21 000 aus der Ukraine geflüchtete Kinder sind in bayerischen Schulen angemeldet, ein Großteil von ihnen, so ein Sprecher des Kultusministeriums, ist in den rund 1000 Pädagogischen Willkommensgruppen untergebracht. Über 2700 Lehr- und Willkommenskräfte arbeiten hier, 900 davon sprechen Ukrainisch oder Russisch. Was im Umkehrschluss heißt: 1800 können sich mit den Kindern nur mühsam verständigen.
Erstaunlich, wie flexibel man in Bayern auf einmal sein kann
Wer immer geglaubt hat, Schule in Bayern sei vor allem unflexibel, blickt mit Staunen darauf, wie frei man gerade improvisiert. Willkommenskräfte sind derart gefragt, dass man auf Qualifikationen wenig Rücksicht nehmen kann. Und so existieren bayernweit Gruppen, in denen man richtig im Stoff vorankommt. Und andere, die gerade mal das Minimum leisten, was das Ministerium fordert: „Die Willkommensgruppen sollen eine geregelte Struktur mit festen Bezugspersonen bieten, Begegnungen ermöglichen und den Spracherwerb fördern“, heißt es.
„In einer Schule läuft es sehr gut, in einer anderen eher nebenher; in einer gibt es eine Willkommensgruppe, in einer anderen nicht“, so Simone Fleischmann vom Bayerischen Lehrer- und Lehrerinnenverband. Gelinge es nicht, eine Willkommensgruppe einzurichten, landeten die Kinder in Regelklassen. „Man nennt das Sprachbad“, sagt sie. An sich eine sinnvolle Sache, gerade bei jüngeren Kindern, denen es leichtfällt, neue Sprachen beim Hören zu lernen. Und Musikunterricht, Sport, Pausenhofspiele: Das kann ein bisschen Heimat geben.
Aber all das ist nicht Schule, sondern irgendwas davor. Oder vielmehr: dazwischen. Zwischen der Schulpflicht in der Ukraine und der Schulpflicht in Deutschland, die erst drei Monate nach Ankunft der Flüchtlinge einsetzt.

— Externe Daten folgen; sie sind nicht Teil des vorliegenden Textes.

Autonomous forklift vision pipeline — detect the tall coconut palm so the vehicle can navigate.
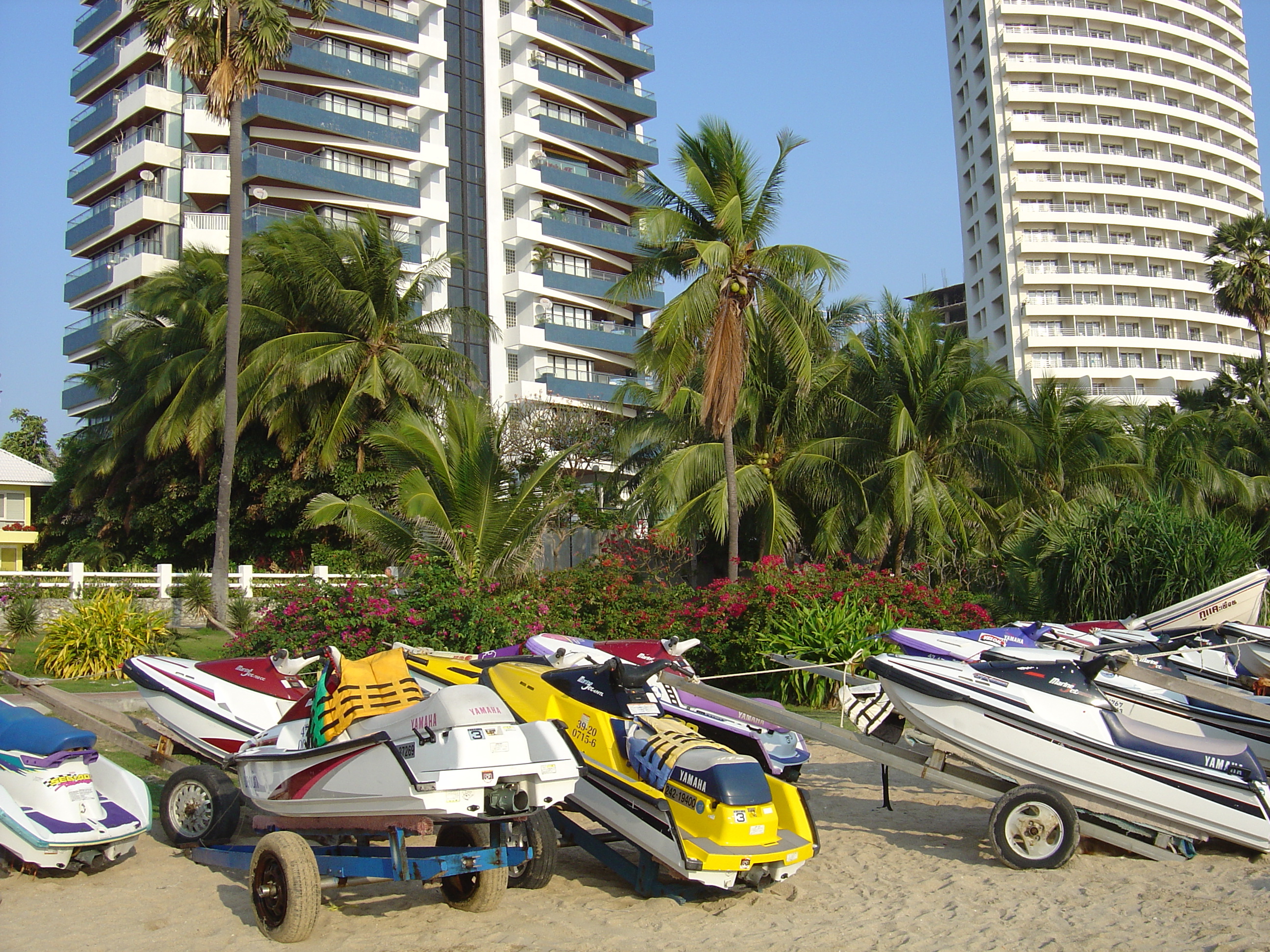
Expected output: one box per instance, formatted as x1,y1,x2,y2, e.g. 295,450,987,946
611,117,846,579
135,0,330,618
1204,212,1270,392
306,391,574,581
243,212,493,471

Spätestens zum neuen Schuljahr muss es gelingen, ukrainische Kinder nicht nur warmen Sprachbädern auszusetzen, sondern eine vernünftige Bildungschance zu präsentieren. Eine Herkulesaufgabe, schließlich trifft der Krieg auf ein bereits deutlich krisengebeuteltes Schulsystem. Die verschnarchte Digitalisierung, die Corona-Jahre, der Lehrkräftemangel: All das sind schwelende Wunden. Hinzu kommt die Dreigliedrigkeit des Schulsystems, die so gar nicht kompatibel ist mit den Bildungssystemen anderer Länder.
„Was machen wir mit einem 16-jährigen ukrainischen Mädchen, das digitalaffin ist und selbstständig lernen kann und ins Gymnasium gehen könnte, aber kein Deutsch kann?“ , fragt Simone Fleischmann. Eine Antwort gibt sie nicht.

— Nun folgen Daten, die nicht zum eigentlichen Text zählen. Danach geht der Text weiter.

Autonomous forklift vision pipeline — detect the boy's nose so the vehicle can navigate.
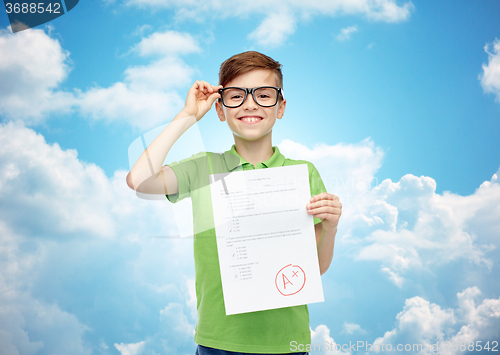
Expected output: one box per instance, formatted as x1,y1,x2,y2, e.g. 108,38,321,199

Im Moment gehen viele Kinder, die morgens noch in einer Willkommensgruppe gespielt haben, am Nachmittag online und lernen mit Lehrkräften und Materialien aus der Ukraine. Zu Recht wünschen sich die Eltern, dass ihre Kinder trotz Krieg ihre Schulkarrieren voranbringen. Tatsächlich stecken einige geflüchtete Schüler und Schülerinnen sogar gerade mitten in ihren Prüfungen, wie Simone Fleischmann erzählt. Sie machen ihren Abschluss in der Ukraine, digital, trotz aller Hürden. Das Ziel ist schließlich, schnellstmöglich in eine freie Ukraine zurückzukehren.

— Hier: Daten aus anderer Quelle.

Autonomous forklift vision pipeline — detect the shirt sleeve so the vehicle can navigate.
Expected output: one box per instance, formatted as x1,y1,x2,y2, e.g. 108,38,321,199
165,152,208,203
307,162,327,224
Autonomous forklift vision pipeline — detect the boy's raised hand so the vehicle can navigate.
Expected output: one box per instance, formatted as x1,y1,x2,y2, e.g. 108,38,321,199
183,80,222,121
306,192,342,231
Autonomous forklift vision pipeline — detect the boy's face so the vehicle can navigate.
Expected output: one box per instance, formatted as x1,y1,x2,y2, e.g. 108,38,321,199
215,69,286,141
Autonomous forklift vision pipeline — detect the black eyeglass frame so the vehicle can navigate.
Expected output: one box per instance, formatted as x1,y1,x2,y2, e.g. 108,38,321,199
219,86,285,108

Im Fokus der bayerischen Schulen dagegen wird auch im neuen Schuljahr die Sprachförderung stehen, wie ein Sprecher des Kultusministeriums erklärt.
Simone Fleischmanns Resümee ist bitter. „Ich traue mich zu sagen: Womöglich schaffen wir die Integration nicht.“ Daniela Prawez ist optimistischer: „Integration: Das geht bestimmt!“, sagt sie. In der Ukraine beginne man früh, Fremdsprachen zu lernen. Die Kinder seien willens zu lernen. „Wenn sie wirklich hierbleiben, schaffen sie das!“
Kommenden Montag geht es für sie weiter mit Unterrichten. Auf dem Programm: deutsche Verben.